In interleague games:
* At Baltimore, Luke Scott homered, Melvin Mora hit a tiebreaking double in the fifth inning and the Orioles beat Washington, 5-3, for their sixth win in seven games.
* At Cincinnati, Adam Dunn drew a bases-loaded walk in the eighth inning, scoring Brandon Phillips and giving the Reds a 4-3 win over Cleveland. Home runs accounted for five of the game's seven runs, with Dunn and Phillips both delivering solo shots.
* At Arlington, Texas, Josh Hamilton went 5-for-5 with two long homers and five RBI, and the Rangers beat the Houston Astros, 16-8.
* At Atlanta, Mark Kotsay knocked in the go-ahead run in the eighth inning with a two-out RBI double, and the Braves edged the Oakland Athletics, 3-2, for their eighth straight home win.
* At St. Louis, Andy Sonnanstine (6-1) carried a shutout into the eighth inning and added two singles to a 12-hit outburst in the Tampa Bay Rays' 3-1 victory over the Cardinals.
* At Denver, Nick Blackburn (4-2) pitched seven strong innings and Delmon Young doubled twice and scored two runs, leading Minnesota to a 4-2 win over Colorado.
* At Miami, Brett Tomko (2-4) pitched six innings for his first victory in nearly 6 weeks, as the Kansas City Royals extended their winning streak to five games by beating the Florida Marlins, 7-6.
* At Boston, the Red Sox game with Milwaukee was postponed because of rain. It was rescheduled as the second game of a day-night doubleheader at 8:35 tonight. The first game will start at 3:55 p.m.

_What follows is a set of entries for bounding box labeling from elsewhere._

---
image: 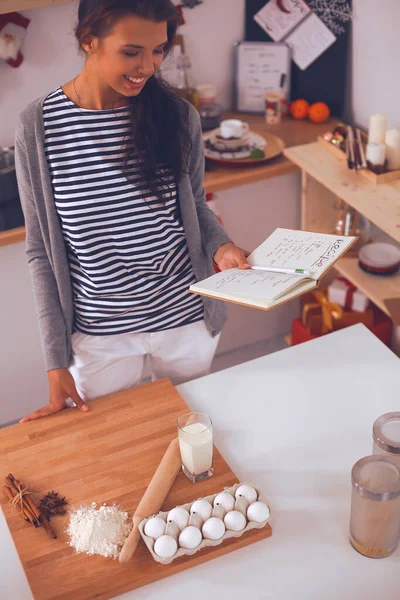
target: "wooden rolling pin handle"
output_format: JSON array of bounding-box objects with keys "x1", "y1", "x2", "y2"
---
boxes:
[
  {"x1": 119, "y1": 515, "x2": 145, "y2": 564},
  {"x1": 119, "y1": 438, "x2": 181, "y2": 564}
]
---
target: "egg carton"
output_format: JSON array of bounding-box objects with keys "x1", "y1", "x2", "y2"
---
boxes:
[{"x1": 139, "y1": 482, "x2": 271, "y2": 565}]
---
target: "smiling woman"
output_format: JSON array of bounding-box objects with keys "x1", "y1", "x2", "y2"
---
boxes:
[{"x1": 15, "y1": 0, "x2": 247, "y2": 420}]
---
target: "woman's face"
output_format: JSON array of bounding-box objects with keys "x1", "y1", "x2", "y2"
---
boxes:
[{"x1": 83, "y1": 16, "x2": 168, "y2": 97}]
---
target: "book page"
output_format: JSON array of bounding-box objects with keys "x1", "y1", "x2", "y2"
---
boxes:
[
  {"x1": 248, "y1": 229, "x2": 356, "y2": 279},
  {"x1": 190, "y1": 269, "x2": 308, "y2": 301},
  {"x1": 190, "y1": 275, "x2": 317, "y2": 310}
]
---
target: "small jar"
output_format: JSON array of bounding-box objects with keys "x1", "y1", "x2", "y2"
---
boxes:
[
  {"x1": 196, "y1": 83, "x2": 223, "y2": 131},
  {"x1": 372, "y1": 412, "x2": 400, "y2": 467},
  {"x1": 350, "y1": 455, "x2": 400, "y2": 558}
]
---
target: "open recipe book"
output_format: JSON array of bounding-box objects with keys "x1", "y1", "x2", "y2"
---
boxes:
[{"x1": 189, "y1": 228, "x2": 358, "y2": 310}]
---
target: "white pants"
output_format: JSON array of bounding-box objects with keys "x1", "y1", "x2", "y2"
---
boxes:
[{"x1": 69, "y1": 320, "x2": 220, "y2": 401}]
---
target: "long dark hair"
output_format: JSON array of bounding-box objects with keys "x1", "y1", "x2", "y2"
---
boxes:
[{"x1": 75, "y1": 0, "x2": 191, "y2": 199}]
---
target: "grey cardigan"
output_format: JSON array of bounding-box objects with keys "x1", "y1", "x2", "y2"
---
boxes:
[{"x1": 15, "y1": 97, "x2": 230, "y2": 371}]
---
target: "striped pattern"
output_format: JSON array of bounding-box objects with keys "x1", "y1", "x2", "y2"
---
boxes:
[{"x1": 43, "y1": 88, "x2": 203, "y2": 335}]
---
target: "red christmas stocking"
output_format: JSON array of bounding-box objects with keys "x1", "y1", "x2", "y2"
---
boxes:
[{"x1": 0, "y1": 13, "x2": 30, "y2": 68}]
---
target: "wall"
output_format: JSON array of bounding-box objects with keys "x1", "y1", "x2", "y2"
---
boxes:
[
  {"x1": 0, "y1": 0, "x2": 300, "y2": 424},
  {"x1": 349, "y1": 0, "x2": 400, "y2": 128}
]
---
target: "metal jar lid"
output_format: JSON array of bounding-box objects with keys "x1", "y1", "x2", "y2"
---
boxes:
[
  {"x1": 372, "y1": 412, "x2": 400, "y2": 454},
  {"x1": 351, "y1": 454, "x2": 400, "y2": 502}
]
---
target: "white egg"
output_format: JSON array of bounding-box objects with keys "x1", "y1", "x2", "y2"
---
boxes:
[
  {"x1": 214, "y1": 492, "x2": 235, "y2": 512},
  {"x1": 179, "y1": 525, "x2": 203, "y2": 550},
  {"x1": 190, "y1": 500, "x2": 212, "y2": 521},
  {"x1": 235, "y1": 483, "x2": 258, "y2": 504},
  {"x1": 235, "y1": 496, "x2": 250, "y2": 517},
  {"x1": 212, "y1": 504, "x2": 228, "y2": 521},
  {"x1": 224, "y1": 510, "x2": 247, "y2": 531},
  {"x1": 202, "y1": 517, "x2": 225, "y2": 540},
  {"x1": 247, "y1": 502, "x2": 270, "y2": 523},
  {"x1": 189, "y1": 513, "x2": 207, "y2": 529},
  {"x1": 154, "y1": 535, "x2": 178, "y2": 558},
  {"x1": 165, "y1": 521, "x2": 181, "y2": 542},
  {"x1": 167, "y1": 506, "x2": 189, "y2": 531},
  {"x1": 144, "y1": 517, "x2": 166, "y2": 540}
]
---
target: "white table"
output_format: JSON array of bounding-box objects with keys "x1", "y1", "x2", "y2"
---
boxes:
[{"x1": 0, "y1": 325, "x2": 400, "y2": 600}]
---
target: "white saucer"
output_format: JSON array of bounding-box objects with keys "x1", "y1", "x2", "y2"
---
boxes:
[{"x1": 359, "y1": 242, "x2": 400, "y2": 269}]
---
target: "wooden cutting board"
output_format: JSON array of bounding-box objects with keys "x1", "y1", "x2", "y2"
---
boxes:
[{"x1": 0, "y1": 379, "x2": 272, "y2": 600}]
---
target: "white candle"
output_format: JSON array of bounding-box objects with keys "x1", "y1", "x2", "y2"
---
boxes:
[
  {"x1": 386, "y1": 129, "x2": 400, "y2": 171},
  {"x1": 179, "y1": 423, "x2": 213, "y2": 475},
  {"x1": 368, "y1": 114, "x2": 387, "y2": 144},
  {"x1": 366, "y1": 144, "x2": 386, "y2": 165}
]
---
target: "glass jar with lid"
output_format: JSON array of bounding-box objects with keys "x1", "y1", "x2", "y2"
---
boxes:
[
  {"x1": 372, "y1": 412, "x2": 400, "y2": 467},
  {"x1": 350, "y1": 455, "x2": 400, "y2": 558}
]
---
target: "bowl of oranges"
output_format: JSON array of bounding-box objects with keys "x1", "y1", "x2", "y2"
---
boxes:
[{"x1": 290, "y1": 98, "x2": 331, "y2": 123}]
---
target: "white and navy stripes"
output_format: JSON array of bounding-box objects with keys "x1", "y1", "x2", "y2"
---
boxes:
[{"x1": 43, "y1": 88, "x2": 203, "y2": 335}]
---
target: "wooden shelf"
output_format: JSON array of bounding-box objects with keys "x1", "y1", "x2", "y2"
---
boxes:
[
  {"x1": 0, "y1": 0, "x2": 74, "y2": 14},
  {"x1": 285, "y1": 142, "x2": 400, "y2": 242},
  {"x1": 204, "y1": 113, "x2": 337, "y2": 193},
  {"x1": 335, "y1": 258, "x2": 400, "y2": 317}
]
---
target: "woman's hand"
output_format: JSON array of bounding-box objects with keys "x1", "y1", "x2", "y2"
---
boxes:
[
  {"x1": 20, "y1": 369, "x2": 89, "y2": 423},
  {"x1": 213, "y1": 242, "x2": 250, "y2": 271}
]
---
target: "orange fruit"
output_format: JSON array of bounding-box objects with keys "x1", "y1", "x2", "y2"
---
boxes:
[
  {"x1": 308, "y1": 102, "x2": 331, "y2": 123},
  {"x1": 290, "y1": 98, "x2": 310, "y2": 119}
]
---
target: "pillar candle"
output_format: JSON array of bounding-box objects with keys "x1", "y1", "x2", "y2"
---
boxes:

In a National League game:
* At Chicago, Alfonso Soriano homered in his first two at-bats, Geovany Soto and Mark DeRosa went deep and the surging Cubs beat Pittsburgh, 7-4.
* Peter Magowan, the owner who brought Barry Bonds to San Francisco, built a new ballpark and kept major league baseball in the city, is stepping down as managing partner of the Giants.
* St. Louis put struggling closer Jason Isringhausen, who has an 8.00 ERA and six blown saves, on the 15-day disabled list because of a cut on his pitching hand. The St. Louis Post-Dispatch reported last weekend that Isringhausen hurt his right hand striking a television set in frustration in manager Tony La Russa's office.
* The players union has filed a grievance over the collapse of catcher Yorvit Torrealba's talks with the Mets last fall. Torrealba and the Mets reached a preliminary agreement on a $14.4 million, 3-year contract last November, a deal that was subject to a physical and never was publicly confirmed by the team.
New York said several days later it had ended negotiations with Torrealba, leading to speculation that a medical exam left the Mets with concerns about his throwing shoulder. Torrealba then re-signed with Colorado, agreeing to a $7.25 million, 2-year contract.